I imagine that all the surgeons and nurses and others who knew very well that children were being killed by one of the rogue surgeons in that heart hospital would have been delighted if the law had meant they were afraid to keep quiet, in case they finished up in court, instead of being afraid to speak out, in case they finished up sacked by their union for 'snitching on a colleague' .

Fairyflaps · 15/01/2021 18:24

My father's GPs failed to refer him to palliative care. We got his notes and it was written on there at every appointment to refer him but it never happened, despite his cancer already being very advanced by the time it was diagnosed. The Macmillan nurse only ever spoke to him over the phone which wasn't very successful as he had poor hearing (this was pre-covid). This led to the GP calling for an ambulance when he was dying even though my father wanted to die at home.
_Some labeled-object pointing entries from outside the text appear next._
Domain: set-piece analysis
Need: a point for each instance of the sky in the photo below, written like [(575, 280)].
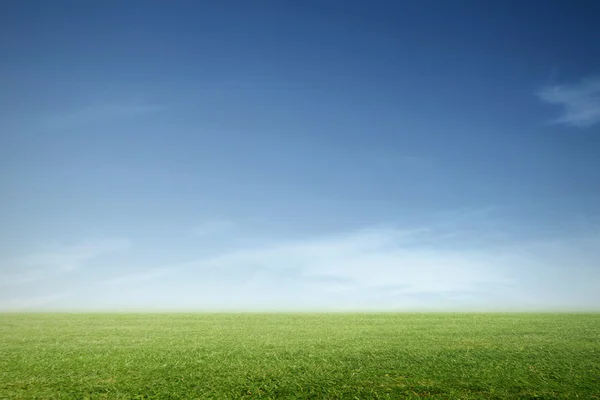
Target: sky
[(283, 155)]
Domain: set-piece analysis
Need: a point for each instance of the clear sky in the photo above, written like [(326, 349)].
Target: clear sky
[(300, 155)]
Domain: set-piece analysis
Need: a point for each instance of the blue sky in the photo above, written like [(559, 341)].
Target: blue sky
[(315, 155)]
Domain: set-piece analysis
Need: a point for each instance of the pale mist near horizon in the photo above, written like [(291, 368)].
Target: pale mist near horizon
[(315, 155)]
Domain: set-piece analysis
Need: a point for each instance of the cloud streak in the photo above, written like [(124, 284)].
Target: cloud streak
[(375, 269), (59, 259), (100, 112), (580, 102)]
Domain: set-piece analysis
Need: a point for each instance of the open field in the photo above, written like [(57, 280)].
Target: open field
[(316, 356)]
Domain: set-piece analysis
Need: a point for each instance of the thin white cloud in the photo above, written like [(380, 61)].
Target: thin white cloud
[(215, 227), (58, 258), (580, 102), (32, 302), (139, 277), (379, 268), (98, 113)]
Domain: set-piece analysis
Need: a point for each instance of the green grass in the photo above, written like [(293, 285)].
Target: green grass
[(306, 356)]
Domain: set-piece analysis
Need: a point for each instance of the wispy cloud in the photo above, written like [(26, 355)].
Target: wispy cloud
[(58, 258), (140, 277), (211, 228), (100, 112), (378, 268), (580, 102), (32, 302)]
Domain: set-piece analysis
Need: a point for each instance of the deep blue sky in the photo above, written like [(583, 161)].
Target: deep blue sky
[(313, 154)]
He died in the ambulance on the way to hospital and my mother has felt guilty since about agreeing to him going in the ambulance.
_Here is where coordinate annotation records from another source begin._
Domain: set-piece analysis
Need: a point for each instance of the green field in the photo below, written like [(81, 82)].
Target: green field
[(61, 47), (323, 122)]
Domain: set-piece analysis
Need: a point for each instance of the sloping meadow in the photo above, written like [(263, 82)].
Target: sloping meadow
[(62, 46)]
Less than a year later my MIL who was also terminally ill came to the end of life stage. She also wanted to be able to die at home, and we wanted to avoid what happened to my dad happening to her, and also to make sure that the medication would be available to her at home to make it as painless as possible. The Covid situation was also an additional complication by this time. We got advice from Compassion in Dying who explained what help she would be entitled to, and how to access it through the GP. Her GP and the hospice at home team and district nurses were fantastic about making sure everything was done to enable her to stay at home and made as comfortable as possible. My DH who was caring for her had numbers he could call 24/7 and the communication was great. This was despite covid. The contrast was amazing.
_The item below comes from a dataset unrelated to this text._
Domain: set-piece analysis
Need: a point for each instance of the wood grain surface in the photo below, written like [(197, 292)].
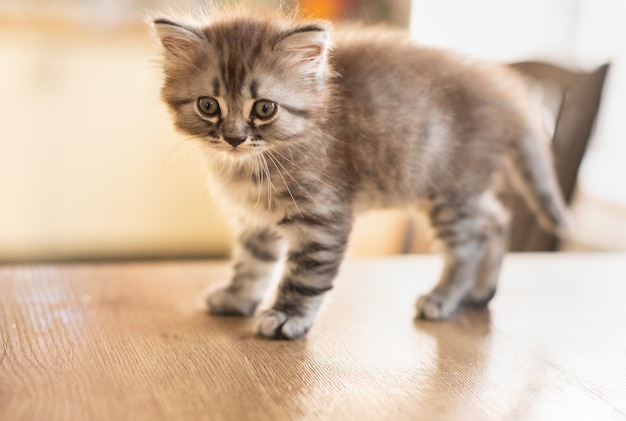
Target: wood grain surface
[(134, 341)]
My DM was very angry after my Dad's death because he hadn't had the care he needed and no-one had acknowledged he was close to death. It was obvious to us from spending time with him. But in the end she wrote one letter of complaint to the GP practice, and stipulated she never wanted to see the GP who gave my Dad such poor care. Then she put it behind her for her own wellbeing. My MIL's death which was as good a death as it could be also went a long way to helping us to heal.

RedFrogsRule · 15/01/2021 20:21

@Purplewithred Today I’ve run out of steam and feel too tired to do much more. Maybe I will if I can gather some energy in the future. Thank you for the link

@Mischance that all sounds absolutely appealing. Your frustration must be immense

@Fairyflaps I’m glad you’ve found some way forward for healing. I’m going to start working on mine.

OP posts:
Muddledupme · 29/01/2021 12:08

My poor nan never got a syringe driver as the hospice said she wasn't at that stage. She was in her nursing home who made increasingly desperate calls to them in the last 18 hours of her life. Luckily an amazing gp came out every time we called the out of hours gp and he gave her injections of strong painkillers but we were very stressed at the timing of calling the gp.Her death was everything you wouldn't want.
They rang ten days after she died to get to know us all and I'm afraid my reply wasn't polite.they then continued to send leaflets about their lottery one off donations and leaving a legacy in your will. I despise the place.